Con el jazz sucede algo curioso: o lo amas o lo odias. Yo soy de los que lo aman y, por supuesto, lo prefiero en directo. El jazz acaba cansando si lo escuchas más de una hora en un aparato de música de casa. Pero mejora cuando ves a un grupo improvisar, compenetrarse en el escenario, alcanzar el éxtasis, conducirse por aquí y por allá, sorprender a la audiencia. D’Move lo hace. El jazz, les explico a mis amigos, es muy parecido al sexo. No en vano, el término deriva de jass, vocablo relacionado en argot con el sexo y las danzas sexuales. Cuando el tipo del saxo o de la batería ejecutan su solo, tienden a aislarse, entran como en trance.
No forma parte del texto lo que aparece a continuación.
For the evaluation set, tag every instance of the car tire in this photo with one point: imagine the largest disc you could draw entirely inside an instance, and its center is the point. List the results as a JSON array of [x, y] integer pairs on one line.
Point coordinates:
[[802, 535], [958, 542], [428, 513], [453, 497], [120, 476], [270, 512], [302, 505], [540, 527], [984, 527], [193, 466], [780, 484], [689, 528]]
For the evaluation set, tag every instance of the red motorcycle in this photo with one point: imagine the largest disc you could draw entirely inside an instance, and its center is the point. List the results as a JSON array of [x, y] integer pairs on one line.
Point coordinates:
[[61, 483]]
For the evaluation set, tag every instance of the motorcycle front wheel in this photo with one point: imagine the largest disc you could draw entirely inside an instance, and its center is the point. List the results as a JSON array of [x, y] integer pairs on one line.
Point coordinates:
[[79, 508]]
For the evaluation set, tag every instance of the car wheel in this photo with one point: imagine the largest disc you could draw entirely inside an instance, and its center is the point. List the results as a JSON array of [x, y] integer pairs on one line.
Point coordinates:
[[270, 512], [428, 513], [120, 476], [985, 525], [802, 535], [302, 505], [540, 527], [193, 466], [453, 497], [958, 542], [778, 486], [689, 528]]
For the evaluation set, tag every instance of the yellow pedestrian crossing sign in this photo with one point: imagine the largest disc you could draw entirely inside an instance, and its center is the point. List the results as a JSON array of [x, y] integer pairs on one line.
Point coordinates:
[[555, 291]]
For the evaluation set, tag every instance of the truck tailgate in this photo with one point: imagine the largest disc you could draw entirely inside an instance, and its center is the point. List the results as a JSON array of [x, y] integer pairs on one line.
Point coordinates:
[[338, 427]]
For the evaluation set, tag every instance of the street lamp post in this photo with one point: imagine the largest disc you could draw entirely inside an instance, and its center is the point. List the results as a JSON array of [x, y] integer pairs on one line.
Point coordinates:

Parece que te están viendo, pero no lo hacen: van y ven más allá de ti mientras tocan, mientras suben a los cielos de su música. Julio Cortázar, en su relato largo “El perseguidor”, basado en la figura de Charlie “Bird” Parker, aquel genio autodestructivo y bohemio con saxofón, pone en boca de Johnny Carter (trasunto de “Bird”) esta sentencia: “Es un saxo formidable, ayer me parecía que estaba haciendo el amor cuando lo tocaba”. Pero también, me doy cuenta luego, el jazz supone un lamento, pues en sus orígenes influyeron los cánticos de los esclavos negros. Corre por ahí una frase atribuida a Robert Waldo Brunelle jr., que dice: “Toda la música pop es acerca del sexo, el rock es acerca de querer hacerlo, jazz es hacerlo y el country es acerca del sentimiento de culpa después de hacerlo”.